One recent piece, called simply ‘Instruments’ (1974), received an excellent performance Friday night by the SEM Ensemble of Buffalo. The work, which lasts a little over 20 minutes, is scored for flute (Petr Kotik), oboe (Nora Post), muted trombone (James Kasprovicz), celeste (Judith Martin), and percussion (Jan Williams).
Unlike any other Feldman work I know, ‘Instruments’ has a kind of tonal center. Or is it a theme? Anyway, much of the time, the instruments play on a three-note cluster. As in all Feldman’s works, the instruments generally play isolated tones and chords, and the texture is relatively sparse. But there are also a number of gestures which never occurred in earlier pieces. The muted trombone plays occasional glissandos. A sequence of oboe tones may become almost melodic in character. Soft-timpani and bass-drum rolls occasionally intrude. At one point a quiet swish of maracas comes in, so dramatic in the context that it seems almost scary, for all its gentleness.

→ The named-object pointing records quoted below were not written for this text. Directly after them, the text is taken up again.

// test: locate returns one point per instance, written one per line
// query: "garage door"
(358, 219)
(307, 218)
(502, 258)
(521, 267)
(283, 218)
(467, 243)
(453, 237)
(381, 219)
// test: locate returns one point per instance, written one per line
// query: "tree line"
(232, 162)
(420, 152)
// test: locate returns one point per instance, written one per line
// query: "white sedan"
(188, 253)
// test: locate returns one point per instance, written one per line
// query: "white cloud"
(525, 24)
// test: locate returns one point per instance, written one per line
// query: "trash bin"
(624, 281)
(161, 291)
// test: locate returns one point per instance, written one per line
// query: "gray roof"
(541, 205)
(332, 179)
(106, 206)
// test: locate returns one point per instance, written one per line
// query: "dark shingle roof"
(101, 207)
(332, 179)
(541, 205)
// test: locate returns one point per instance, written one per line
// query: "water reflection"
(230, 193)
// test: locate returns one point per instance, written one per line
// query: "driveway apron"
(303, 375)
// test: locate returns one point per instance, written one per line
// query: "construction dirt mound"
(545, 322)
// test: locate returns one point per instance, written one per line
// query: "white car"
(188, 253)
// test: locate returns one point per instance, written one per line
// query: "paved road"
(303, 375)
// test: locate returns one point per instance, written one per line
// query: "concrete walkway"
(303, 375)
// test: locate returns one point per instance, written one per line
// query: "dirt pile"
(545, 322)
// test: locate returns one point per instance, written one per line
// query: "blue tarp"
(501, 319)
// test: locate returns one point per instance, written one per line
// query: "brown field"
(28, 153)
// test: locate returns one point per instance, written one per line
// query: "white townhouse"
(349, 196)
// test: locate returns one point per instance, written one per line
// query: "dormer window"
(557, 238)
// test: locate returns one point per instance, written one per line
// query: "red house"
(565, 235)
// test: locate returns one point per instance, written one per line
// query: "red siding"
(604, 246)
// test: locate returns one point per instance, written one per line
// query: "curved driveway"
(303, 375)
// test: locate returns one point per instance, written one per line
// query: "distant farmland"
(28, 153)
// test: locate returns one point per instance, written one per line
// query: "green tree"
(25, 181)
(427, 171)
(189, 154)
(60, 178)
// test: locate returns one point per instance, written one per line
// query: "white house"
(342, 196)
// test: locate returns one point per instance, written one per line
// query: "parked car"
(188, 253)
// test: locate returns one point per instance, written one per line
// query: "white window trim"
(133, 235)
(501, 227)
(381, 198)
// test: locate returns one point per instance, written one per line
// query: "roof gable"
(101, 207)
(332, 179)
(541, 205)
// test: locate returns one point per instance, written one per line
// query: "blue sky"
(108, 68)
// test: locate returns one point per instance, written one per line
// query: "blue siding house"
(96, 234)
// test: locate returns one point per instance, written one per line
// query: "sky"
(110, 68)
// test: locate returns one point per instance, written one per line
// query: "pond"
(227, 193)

I was interested in finding out what Feldman would have to say about the changes in his music, and particularly about his more recent vocabulary, which I described as dramatic elements. He agreed that the glissandos and drum rolls create a tension which his music in the ’60s never had, but he feels that this tension has less to do with the materials than with the way they are used, generally entering as surprises, without being prepared in the usual ways. He also pointed out that he continues to avoid elements which have the strongest connotations, such as crescendoing drum rolls.

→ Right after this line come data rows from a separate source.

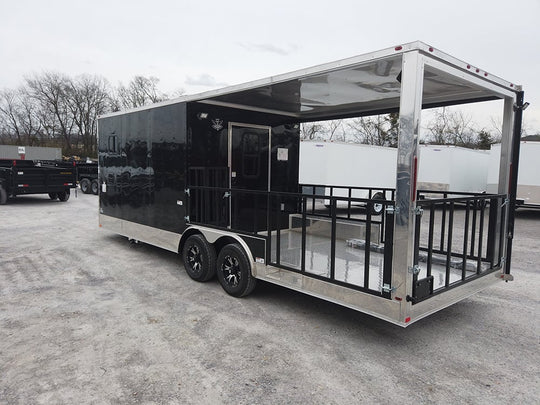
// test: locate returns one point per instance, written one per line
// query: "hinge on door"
(392, 210)
(388, 288)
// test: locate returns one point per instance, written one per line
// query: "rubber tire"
(244, 282)
(3, 196)
(206, 255)
(377, 209)
(63, 195)
(85, 186)
(95, 187)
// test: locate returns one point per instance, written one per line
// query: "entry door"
(249, 166)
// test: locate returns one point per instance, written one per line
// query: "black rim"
(194, 258)
(231, 271)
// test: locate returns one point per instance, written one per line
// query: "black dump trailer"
(21, 177)
(86, 173)
(215, 178)
(87, 177)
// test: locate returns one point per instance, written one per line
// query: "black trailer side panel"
(142, 160)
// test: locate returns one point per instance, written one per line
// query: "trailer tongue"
(215, 178)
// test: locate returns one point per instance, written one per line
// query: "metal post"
(409, 127)
(516, 143)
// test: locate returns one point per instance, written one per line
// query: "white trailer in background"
(441, 168)
(451, 168)
(528, 188)
(345, 165)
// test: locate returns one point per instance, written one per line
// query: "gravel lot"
(87, 318)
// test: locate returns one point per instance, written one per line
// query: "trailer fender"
(216, 236)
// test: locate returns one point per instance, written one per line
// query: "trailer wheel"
(3, 196)
(234, 271)
(63, 196)
(85, 185)
(95, 187)
(199, 258)
(377, 208)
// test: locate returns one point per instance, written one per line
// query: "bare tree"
(18, 113)
(50, 90)
(139, 92)
(451, 128)
(87, 97)
(378, 130)
(310, 131)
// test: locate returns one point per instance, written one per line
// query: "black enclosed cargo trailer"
(20, 177)
(214, 177)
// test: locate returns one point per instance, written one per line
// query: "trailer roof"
(362, 85)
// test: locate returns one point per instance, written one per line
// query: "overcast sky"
(202, 45)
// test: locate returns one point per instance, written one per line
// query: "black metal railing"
(293, 231)
(458, 237)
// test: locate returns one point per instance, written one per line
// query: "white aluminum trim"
(248, 108)
(373, 305)
(452, 296)
(320, 69)
(471, 78)
(158, 237)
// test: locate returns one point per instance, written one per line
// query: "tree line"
(53, 109)
(56, 110)
(447, 126)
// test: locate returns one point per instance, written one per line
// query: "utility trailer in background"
(337, 168)
(528, 187)
(452, 168)
(214, 177)
(21, 177)
(86, 173)
(368, 171)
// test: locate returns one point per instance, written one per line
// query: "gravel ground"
(87, 318)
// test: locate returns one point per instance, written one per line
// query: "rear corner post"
(407, 163)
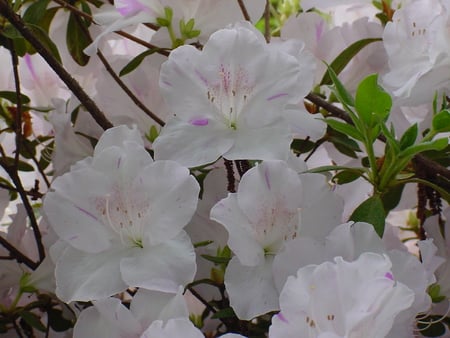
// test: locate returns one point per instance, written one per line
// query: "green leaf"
(392, 197)
(345, 57)
(43, 37)
(12, 97)
(224, 313)
(202, 244)
(341, 93)
(437, 329)
(169, 13)
(163, 22)
(217, 259)
(345, 128)
(438, 144)
(35, 13)
(22, 166)
(346, 176)
(327, 168)
(441, 121)
(372, 103)
(189, 25)
(302, 146)
(57, 321)
(10, 32)
(33, 320)
(434, 291)
(136, 61)
(77, 39)
(409, 137)
(371, 211)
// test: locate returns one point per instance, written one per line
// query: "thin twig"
(127, 90)
(17, 254)
(18, 115)
(159, 50)
(71, 83)
(342, 114)
(267, 33)
(243, 10)
(128, 36)
(12, 172)
(32, 193)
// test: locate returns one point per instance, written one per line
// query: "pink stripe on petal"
(277, 96)
(282, 318)
(199, 122)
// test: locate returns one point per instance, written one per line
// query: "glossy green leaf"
(441, 121)
(372, 103)
(77, 39)
(12, 97)
(345, 128)
(35, 13)
(339, 90)
(438, 144)
(346, 176)
(42, 35)
(371, 211)
(136, 61)
(33, 320)
(409, 137)
(345, 57)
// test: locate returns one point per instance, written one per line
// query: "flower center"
(125, 218)
(230, 93)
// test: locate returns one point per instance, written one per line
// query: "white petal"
(179, 327)
(240, 240)
(251, 290)
(192, 145)
(84, 277)
(162, 267)
(172, 197)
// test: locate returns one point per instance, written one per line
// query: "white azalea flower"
(341, 299)
(417, 44)
(260, 218)
(121, 216)
(228, 99)
(108, 318)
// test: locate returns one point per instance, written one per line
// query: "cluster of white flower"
(210, 218)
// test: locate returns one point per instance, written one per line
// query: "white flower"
(121, 216)
(341, 299)
(417, 44)
(228, 99)
(265, 213)
(148, 310)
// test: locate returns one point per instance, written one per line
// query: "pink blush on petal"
(199, 122)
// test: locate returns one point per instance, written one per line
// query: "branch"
(72, 84)
(11, 171)
(18, 256)
(130, 94)
(267, 34)
(130, 37)
(427, 163)
(244, 10)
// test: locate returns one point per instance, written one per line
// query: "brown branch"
(72, 84)
(17, 254)
(130, 37)
(12, 172)
(427, 163)
(18, 114)
(130, 94)
(244, 10)
(267, 33)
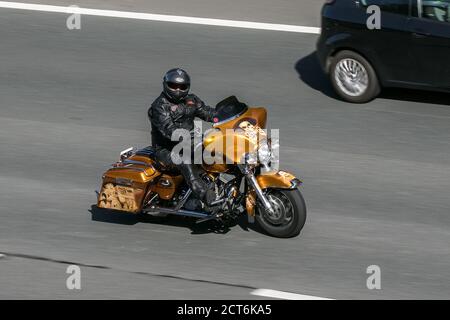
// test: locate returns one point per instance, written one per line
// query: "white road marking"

Later the conversation shifted to painting metaphors, and Feldman’s intentions became clearer. He was acquainted with many of the abstract expressionist painters, particularly Philip Guston, and he continues to think of his music in terms of painting. He talked about how, now that he was working on a larger scale, using larger canvases, there was a greater possibility that a strange glissando or a swish of maracas would enter the picture. One could say that his pieces of the ’60s were all-over paintings, which maintained a constant mood from beginning to end. But now, one sometimes finds areas in his canvases which stand out rather sharply from the rest of the music. It is also a question of color. While his work in the ’60s was done largely in pastels, he now uses occasional browns and greys as well.
But the most important thing about all of Feldman’s work is his uncanny sensitivity to instrumental colors. Just as an example, at one point in ‘Instruments’ the winds were playing the three-note cluster, and I found it difficult to tell whether they were all playing in the same octave or not. At first I thought the flute was an octave above the other instruments. Then it began to sound as if both the flute and oboe were playing an octave above the muted trombone. Or were they all in the same register? Normally I have a good ear for such things, but in this case I really couldn’t tell. Without ever relying on special avant-garde techniques, Feldman finds ways of putting instrumental colors together so that they sound like something we’ve never heard before.